A people's knowledge centre
Bay of Bengal
A people’s “Knowledge Centre” in the islands of the Bay of Bengal
In the Sundarbans, one of the largest mangrove forests in the world, SOCEO in collaboration with the local NGO Mrittika Prayas, is in the process of building a knowledge centre. The goal is to create a place, where the local community can learn and share learning that helps individuals to live sustainably and to seek livelihood solutions creatively, innovatively and conscientiously. The idea is not only to establish an aware, able and empowered community but also to develop a team of inspired community-based trainers who, in their turn, will impart trainings to the wider community—thereby creating a process that will go viral. The institution will be run by the community, for the community.

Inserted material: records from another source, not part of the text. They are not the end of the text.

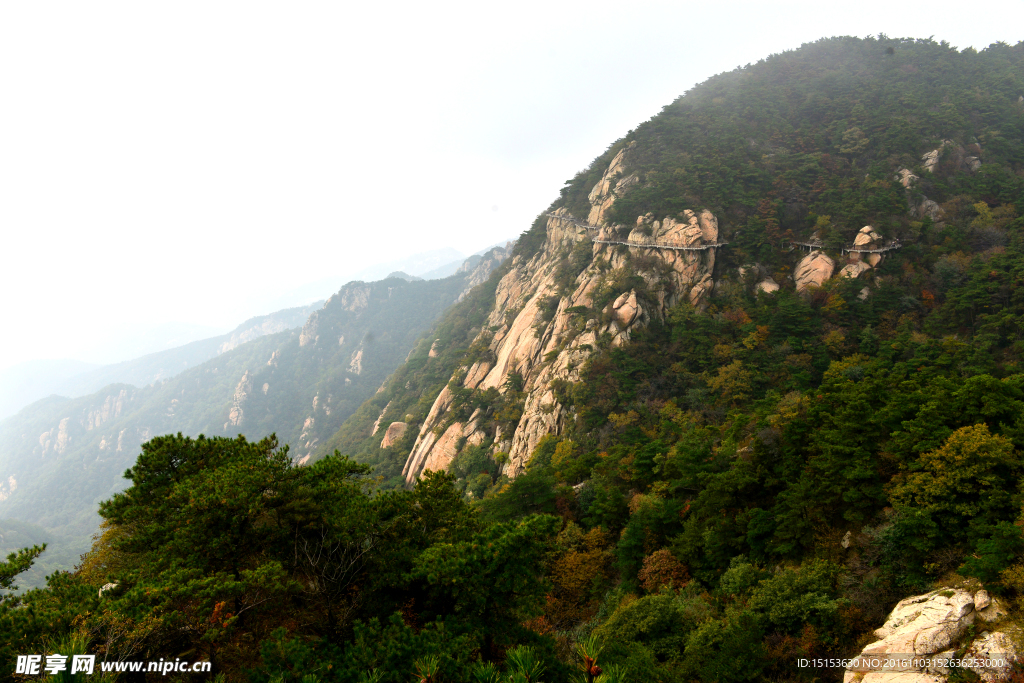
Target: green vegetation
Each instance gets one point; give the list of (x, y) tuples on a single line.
[(66, 456), (737, 487)]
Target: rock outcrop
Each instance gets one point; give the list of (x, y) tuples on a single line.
[(854, 270), (611, 185), (813, 270), (867, 239), (925, 630), (544, 326), (394, 432)]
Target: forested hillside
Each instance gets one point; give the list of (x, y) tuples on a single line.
[(750, 381), (60, 457)]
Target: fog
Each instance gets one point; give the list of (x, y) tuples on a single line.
[(194, 164)]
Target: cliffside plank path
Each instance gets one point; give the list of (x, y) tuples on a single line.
[(645, 244), (811, 246)]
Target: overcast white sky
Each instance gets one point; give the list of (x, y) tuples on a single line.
[(195, 162)]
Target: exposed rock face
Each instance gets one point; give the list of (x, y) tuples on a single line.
[(931, 209), (931, 159), (906, 177), (394, 432), (380, 418), (613, 184), (242, 392), (813, 270), (929, 627), (548, 338), (355, 363)]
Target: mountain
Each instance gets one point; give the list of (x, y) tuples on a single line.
[(769, 328), (59, 456), (747, 394), (418, 264), (29, 382)]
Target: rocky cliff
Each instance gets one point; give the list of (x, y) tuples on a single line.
[(926, 635), (58, 457), (590, 285)]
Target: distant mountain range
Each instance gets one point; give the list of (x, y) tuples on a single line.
[(31, 381), (297, 373)]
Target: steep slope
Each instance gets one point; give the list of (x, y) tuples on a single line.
[(713, 178), (59, 457), (71, 379)]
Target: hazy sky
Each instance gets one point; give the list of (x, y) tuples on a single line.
[(196, 162)]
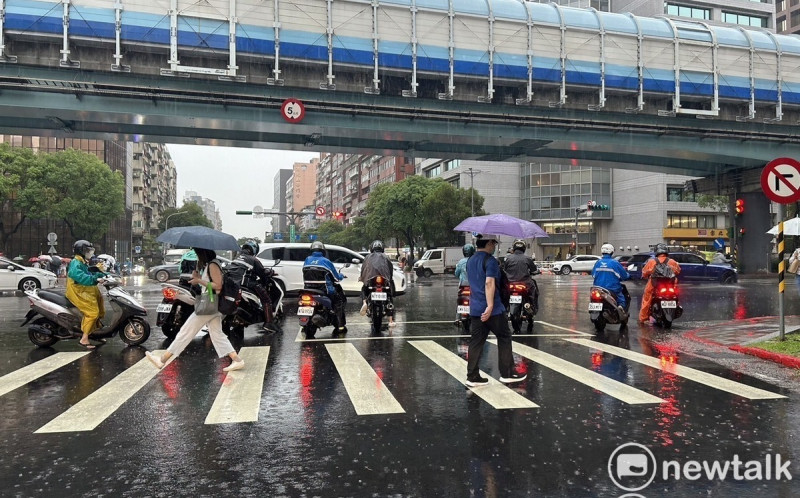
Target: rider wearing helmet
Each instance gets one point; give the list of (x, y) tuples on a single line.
[(376, 264), (318, 260), (251, 273), (519, 268), (609, 273), (660, 265), (82, 290), (461, 267)]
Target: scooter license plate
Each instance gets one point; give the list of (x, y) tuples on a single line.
[(164, 308)]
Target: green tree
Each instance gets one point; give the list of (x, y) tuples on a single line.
[(79, 189), (398, 209), (18, 199), (190, 214)]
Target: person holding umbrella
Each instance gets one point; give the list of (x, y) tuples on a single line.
[(204, 241)]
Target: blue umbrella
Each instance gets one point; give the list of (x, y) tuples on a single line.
[(197, 236), (501, 224)]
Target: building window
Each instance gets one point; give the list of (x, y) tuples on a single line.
[(685, 11), (744, 20)]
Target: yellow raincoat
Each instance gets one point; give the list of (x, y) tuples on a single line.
[(82, 291)]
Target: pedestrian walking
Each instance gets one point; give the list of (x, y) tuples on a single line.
[(487, 314), (211, 273)]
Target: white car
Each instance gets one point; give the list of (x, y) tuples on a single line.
[(584, 262), (14, 276), (292, 255)]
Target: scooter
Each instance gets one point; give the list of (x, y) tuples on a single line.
[(315, 309), (521, 306), (665, 306), (603, 308), (59, 319), (379, 303)]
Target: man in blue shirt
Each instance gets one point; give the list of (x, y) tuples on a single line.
[(483, 271), (332, 279), (609, 273)]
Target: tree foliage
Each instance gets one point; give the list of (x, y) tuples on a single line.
[(190, 214)]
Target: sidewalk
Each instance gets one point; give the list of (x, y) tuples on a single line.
[(738, 335)]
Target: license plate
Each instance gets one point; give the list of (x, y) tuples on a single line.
[(164, 308)]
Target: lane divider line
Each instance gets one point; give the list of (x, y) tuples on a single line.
[(367, 392), (613, 388), (704, 378), (98, 406), (495, 393), (239, 397), (29, 373)]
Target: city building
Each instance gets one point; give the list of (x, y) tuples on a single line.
[(207, 205), (31, 237), (154, 189), (280, 223)]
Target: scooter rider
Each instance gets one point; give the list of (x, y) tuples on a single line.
[(82, 290), (256, 278), (519, 268), (609, 273), (377, 264), (318, 259)]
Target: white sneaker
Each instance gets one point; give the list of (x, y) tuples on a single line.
[(236, 365), (155, 360)]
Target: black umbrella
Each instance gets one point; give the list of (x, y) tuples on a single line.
[(197, 236)]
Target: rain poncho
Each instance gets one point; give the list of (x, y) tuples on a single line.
[(82, 291)]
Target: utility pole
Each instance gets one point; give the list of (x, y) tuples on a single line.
[(472, 172)]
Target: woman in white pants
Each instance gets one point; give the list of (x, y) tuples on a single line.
[(213, 274)]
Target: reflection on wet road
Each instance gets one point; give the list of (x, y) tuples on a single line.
[(384, 415)]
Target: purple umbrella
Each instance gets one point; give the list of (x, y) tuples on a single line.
[(501, 224)]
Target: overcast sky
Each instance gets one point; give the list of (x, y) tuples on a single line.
[(235, 179)]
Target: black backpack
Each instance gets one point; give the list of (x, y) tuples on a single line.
[(501, 284), (229, 294)]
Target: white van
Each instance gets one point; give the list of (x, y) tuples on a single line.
[(292, 255)]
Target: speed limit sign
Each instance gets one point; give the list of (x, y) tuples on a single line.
[(293, 111)]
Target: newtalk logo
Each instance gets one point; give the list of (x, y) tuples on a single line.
[(632, 467)]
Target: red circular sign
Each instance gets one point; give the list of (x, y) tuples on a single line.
[(293, 111), (780, 180)]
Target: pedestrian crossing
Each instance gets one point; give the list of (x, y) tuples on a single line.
[(241, 392)]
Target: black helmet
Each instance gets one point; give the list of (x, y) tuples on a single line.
[(250, 247), (317, 246), (80, 247), (376, 246)]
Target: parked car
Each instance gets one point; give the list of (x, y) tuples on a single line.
[(14, 276), (289, 272), (162, 273), (581, 262), (694, 268)]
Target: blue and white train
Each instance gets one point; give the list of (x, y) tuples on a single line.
[(448, 49)]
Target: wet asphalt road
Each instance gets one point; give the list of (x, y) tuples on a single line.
[(446, 440)]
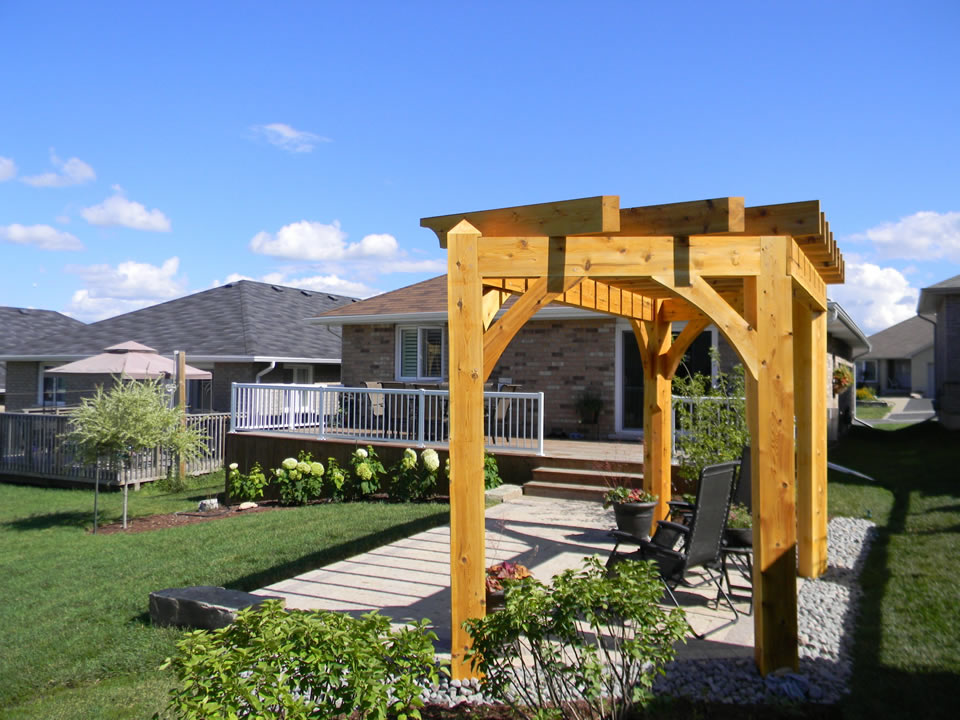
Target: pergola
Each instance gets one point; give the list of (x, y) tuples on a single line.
[(758, 273)]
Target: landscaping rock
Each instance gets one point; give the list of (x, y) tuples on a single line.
[(200, 606)]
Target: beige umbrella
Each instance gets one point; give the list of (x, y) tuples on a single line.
[(130, 360)]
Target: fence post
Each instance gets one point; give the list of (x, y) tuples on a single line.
[(421, 417)]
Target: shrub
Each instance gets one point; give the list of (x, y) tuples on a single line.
[(273, 663), (334, 479), (246, 486), (550, 633), (300, 480), (367, 472), (712, 425)]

The knowledge centre will offer the opportunity to acquire the knowledge and know-how needed to live in a sustainable manner. Its philosophy “Learning for living”, is a philosophy of obtain abilities and propensities to engage in a livelihood option, which fosters individual welfare without wilfully compromising the common future.
For nature lovers the world over, the Sundarbans denotes the dense mangrove forests at the mouth of the Ganges-Brahmaputra delta, one of the largest deltas in the world and home to the Bengal Tiger. Though being known for its beautiful nature, the area is characterized by a large rural population challenged by poverty, lack of basic infrastructure, and a river-besieged and embankment-protected existence, threatened at every moment by natural disasters. The situation has become more tense with the region being seriously threatened and has already been affected by the effects of climate change. Namely, there is an increase in salinity, problems with submergence and an increased vulnerability to extreme events, such as the cyclonic storm Aila in 2009.
Moreover, the area’s poverty has resulted in problems, such as massive migration for work to other parts of India. The migration, in many places, has resulted in disruption of family life and attendant traumas. What is more worrying is that in many parts of the Sundarbans, dire poverty has resulted in sex-trafficking, a trade that sucks in many poor women, including very young teenagers.